Я услышала, как Хьялдур тяжело вздохнул и, чувствуя, как в груди истошно бьется от волнения сердце, а ноги становятся мягкими, как сухие соцветия вейника, наконец, вышла в прохладную темноту вечера.
Солнце уже давно опустилось за горизонт, и с низин нашего фьорда не было видно того краешка неба, который все еще оставался бледно-розовым, хранящим в себе последние лучи небесного огня. Вокруг не было ни одного крохотного костерочка — будто бы все люди, что окружали меня, разом покинули это место. Но о том, что они все еще здесь, говорило одно — десятки голосов, криков и звонких смешков, доносящихся с берега. Темноту разрывал яркий свет огромного костра, в свете которого причудливыми фигурами играли длинные тени веселящихся людей.
— Пиявки! — звонко выкрикнула я и цокнула языком.
Из-за черных столбов огромного шатра, словно бесшумные тени, возникли фигуры моих друзей. Свена среди них сейчас не было, однако Кира вела за собой Хендерсона, держа его за локоть. В дрожащей руке, держа под мышкой, он нес тагельхарпу, а Снорри тащил огромный бубен.
— Мы готовы? — спросила я, чувствуя, как от волнения слегка дрожит мой голос.
— А сама как думаешь? — проворчал Снорри.
— Как никогда! — весело оскалилась Кира.
Варс же вместо ответа протяжно завыл по-волчьи, ритмично колотя маленьким кулачком по деревянному столбу.
Снорри подхватил ритм, одной рукой держа бубен, а другой с силой ударяя по нему длинной костью, из которой было выточено нечто вроде ударной палочки.
Я взяла из рук Хендерсона тагельхарпу, и мы двинулись к берегу, шагая в ритм ударов Снорри. Когда мы уже подходили к беснующимся на берегу людям, старик затянул низкую, протяжную ноту.

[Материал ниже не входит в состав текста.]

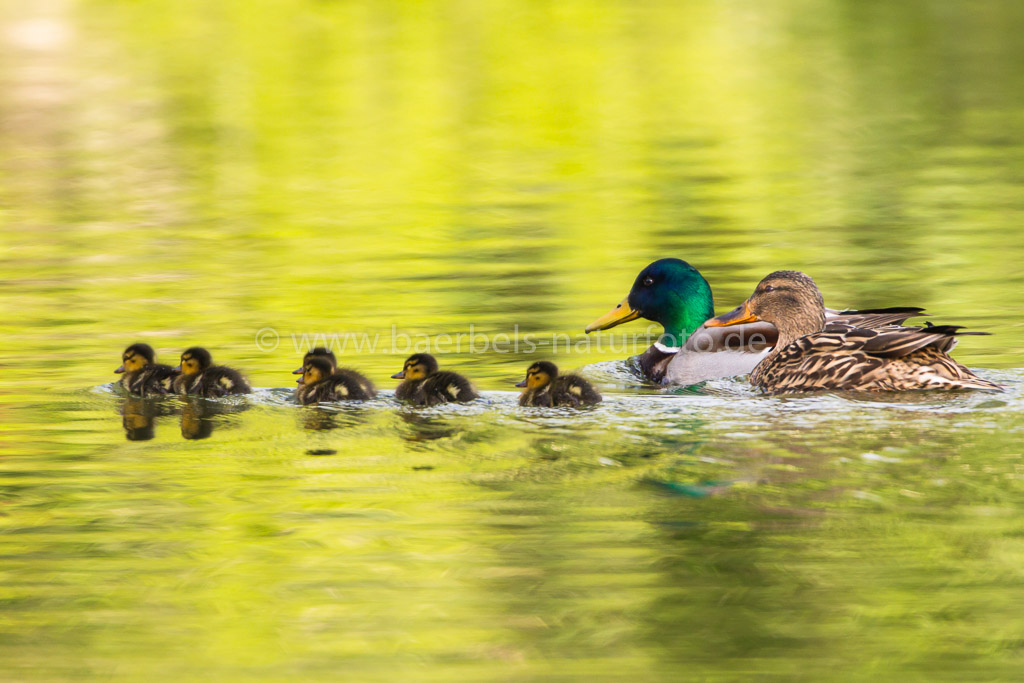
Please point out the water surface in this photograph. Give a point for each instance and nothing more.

Его гортанное пение эхом отражалось от чернеющих в темноте скал, а люди вокруг разом замолчали, непонимающе разглядывая нас.
Когда же мы наконец добрались до костра, я встала у самого пламени, чувствуя, как обжигающий жар ласкает мою спину и плечи. Перехватив инструмент поудобнее, я ударила смычком по струнам, подхватывая ноту, которую взял Хендерсон. Костер затрещал, снопы ярких искр взметнулись в темное, полное сверкающих звезд небо.
И в один миг старик замолчал. Лишь я и Снорри продолжали мрачную, первобытную мелодию. Но стоило Варсу сесть передо мной на четвереньки и завыть, словно дикий волчонок, Хендерсон, используя всю силу голоса старого скальда, запел.
Его песнь невозможно было бы перевести ни на один язык, существующий в любом из миров. Это был дикий, но прекрасный поток метафор, ритмичных выкриков, в которых к нему присоединялись мальчики, истошно вопя, и непонятных простому человеку конструкций, вызывающих первобытный трепет где-то на уровне инстинктов.
— И был Ун! — выкрикнула я, когда Хендерсон приостановился. Снорри быстрее забил в бубен. — И был он не дух — человек!
Кира, снующая вокруг костра, подкинула в огонь небольшую связку сухих трав, и тот разгорелся с новой силой, извергаясь огромным количеством сияющих искр.